I walk the blue-bone orchard
In the apple-blossom snow,
When the teasy bees take their honeyed ease
And the marmalade moon hangs low.
It ripples along like Mozart. And, as with Mozart, as soon as you start to unpick it you realise just how complex it actually is and marvel all over again at his blended use of rhyme, alliteration, consonance and assonance to create rhythmic musicality.
Causley wrote in every conceivable form. “The Ballad of Charlotte Dymond” uses the traditional ballad form with end-rhymes ABCB to tell the story of a nineteenth century servant girl who was murdered on Bodmin Moor:
Charlotte walked with Matthew
Through the Sunday mist
Never saw the razor
Waiting at his wrist.
Or take “Ballad of the Bread Man” one of his many poems rooted in Bible stores and religious reflection:
Mary stood in the kitchen
Baking a loaf of bread
An angel flew in through the window.
‘We’ve a job for you’ he said.
I doubt many British students leave school without reading and thinking about Timothy Winters who comes to school /with eyes as wide as football pool – dirty, neglected at home but unaware of his own situation as he slowly goes on growing up. It’s written in quatrains with a marching AABB rhyme pattern. “Seasons in North Cornwall” in which spring has set off her green fuses/Down by the Tamar today is thoughtfully full of colour. Who could forget the white ships of winter ?
Chief Petty Officer is a blank verse account of a man with boots and a celluloid Crippen collar,/ Buttons and cruel ambitious eyes of almond. It’s a deliciously vivid portrait:
He was probably made a Freemason in Hong Kong.

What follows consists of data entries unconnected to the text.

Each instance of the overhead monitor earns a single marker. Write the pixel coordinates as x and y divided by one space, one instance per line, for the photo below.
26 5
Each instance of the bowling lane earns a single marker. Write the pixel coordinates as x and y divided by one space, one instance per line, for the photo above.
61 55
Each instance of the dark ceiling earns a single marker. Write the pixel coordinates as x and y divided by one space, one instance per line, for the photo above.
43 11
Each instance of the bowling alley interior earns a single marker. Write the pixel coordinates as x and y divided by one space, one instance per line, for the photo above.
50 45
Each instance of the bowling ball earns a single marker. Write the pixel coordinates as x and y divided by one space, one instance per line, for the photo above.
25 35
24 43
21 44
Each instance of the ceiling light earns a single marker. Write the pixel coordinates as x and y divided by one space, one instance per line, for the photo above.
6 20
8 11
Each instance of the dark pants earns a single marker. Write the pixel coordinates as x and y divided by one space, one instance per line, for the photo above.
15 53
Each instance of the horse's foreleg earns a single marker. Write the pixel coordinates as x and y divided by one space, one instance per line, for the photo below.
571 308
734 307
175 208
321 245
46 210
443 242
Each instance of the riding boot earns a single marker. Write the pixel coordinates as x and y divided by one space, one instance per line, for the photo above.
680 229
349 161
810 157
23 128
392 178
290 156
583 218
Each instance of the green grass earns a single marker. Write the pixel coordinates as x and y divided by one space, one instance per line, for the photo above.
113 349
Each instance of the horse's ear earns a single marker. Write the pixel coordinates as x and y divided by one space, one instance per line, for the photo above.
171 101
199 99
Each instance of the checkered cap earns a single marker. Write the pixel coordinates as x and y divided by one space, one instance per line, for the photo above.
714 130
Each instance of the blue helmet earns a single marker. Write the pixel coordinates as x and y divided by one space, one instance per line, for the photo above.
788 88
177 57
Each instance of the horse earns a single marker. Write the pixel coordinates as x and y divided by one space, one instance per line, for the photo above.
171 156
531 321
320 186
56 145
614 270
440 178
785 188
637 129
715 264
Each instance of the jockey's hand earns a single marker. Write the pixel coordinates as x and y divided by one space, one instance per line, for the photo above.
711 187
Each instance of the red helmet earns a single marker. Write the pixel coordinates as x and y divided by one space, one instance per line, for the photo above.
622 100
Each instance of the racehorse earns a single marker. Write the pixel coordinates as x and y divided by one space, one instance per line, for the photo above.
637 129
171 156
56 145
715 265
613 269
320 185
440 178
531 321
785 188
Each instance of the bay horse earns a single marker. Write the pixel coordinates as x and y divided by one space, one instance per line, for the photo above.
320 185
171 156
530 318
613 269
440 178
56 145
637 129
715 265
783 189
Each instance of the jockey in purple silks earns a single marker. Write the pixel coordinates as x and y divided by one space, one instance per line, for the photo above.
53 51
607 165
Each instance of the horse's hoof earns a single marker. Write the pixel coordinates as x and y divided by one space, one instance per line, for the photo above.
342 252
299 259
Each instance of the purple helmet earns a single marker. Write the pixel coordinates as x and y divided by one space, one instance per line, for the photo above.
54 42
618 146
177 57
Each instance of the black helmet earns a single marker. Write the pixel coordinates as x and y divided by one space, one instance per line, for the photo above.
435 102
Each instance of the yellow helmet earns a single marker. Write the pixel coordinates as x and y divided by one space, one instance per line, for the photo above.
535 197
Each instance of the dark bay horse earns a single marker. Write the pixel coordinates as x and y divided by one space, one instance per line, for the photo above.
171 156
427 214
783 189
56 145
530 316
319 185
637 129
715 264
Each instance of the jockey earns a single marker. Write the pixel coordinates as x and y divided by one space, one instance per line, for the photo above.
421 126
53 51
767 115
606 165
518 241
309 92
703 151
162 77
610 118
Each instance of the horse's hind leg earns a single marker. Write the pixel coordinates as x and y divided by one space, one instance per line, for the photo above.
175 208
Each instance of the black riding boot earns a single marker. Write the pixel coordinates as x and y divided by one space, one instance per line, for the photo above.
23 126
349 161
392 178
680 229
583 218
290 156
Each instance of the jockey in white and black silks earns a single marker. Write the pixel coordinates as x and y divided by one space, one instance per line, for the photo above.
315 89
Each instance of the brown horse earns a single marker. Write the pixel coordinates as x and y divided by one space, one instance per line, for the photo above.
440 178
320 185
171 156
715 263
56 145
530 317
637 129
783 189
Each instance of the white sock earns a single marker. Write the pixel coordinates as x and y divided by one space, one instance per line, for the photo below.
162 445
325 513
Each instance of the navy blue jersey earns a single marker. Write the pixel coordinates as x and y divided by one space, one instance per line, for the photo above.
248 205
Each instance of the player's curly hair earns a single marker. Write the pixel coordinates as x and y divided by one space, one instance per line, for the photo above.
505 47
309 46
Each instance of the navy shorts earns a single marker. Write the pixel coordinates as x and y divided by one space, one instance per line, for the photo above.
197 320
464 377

He has a son (on War Work) in the dockyard,
And an appalling daughter
In the WRNS.
But I think my favourite Causley poem of all is “Death of an Aircraft” inspired by an incident in the Cretan campaign in 1941. It’s a narrative poem which sustains a magnificent metaphor of a shot down plane as a dead whale and the sky as the sea:
One day in our village in the month of July
An aeroplane sank from the sea of the sky
White as whale it smashed on the shore
Bleeding oil and petrol all over the floor.
The story which follows is a chilling one of courage and daring. Look at this sardonic cynicism when three carefree young saboteurs are caught by the Germans. The latter have been made to look stupid and have a firing squad on hand:
One was sent to the county gaol
Too young for bullets if not for bail,
But the other two were in prime condition
To take on a load of ammunition.
Do reread some of Causley’s poems. I don’t think you’ll be disappointed. He may not be fashionable but by golly, he’s good. And if he’s new to you then you have a sumptuous treat in store.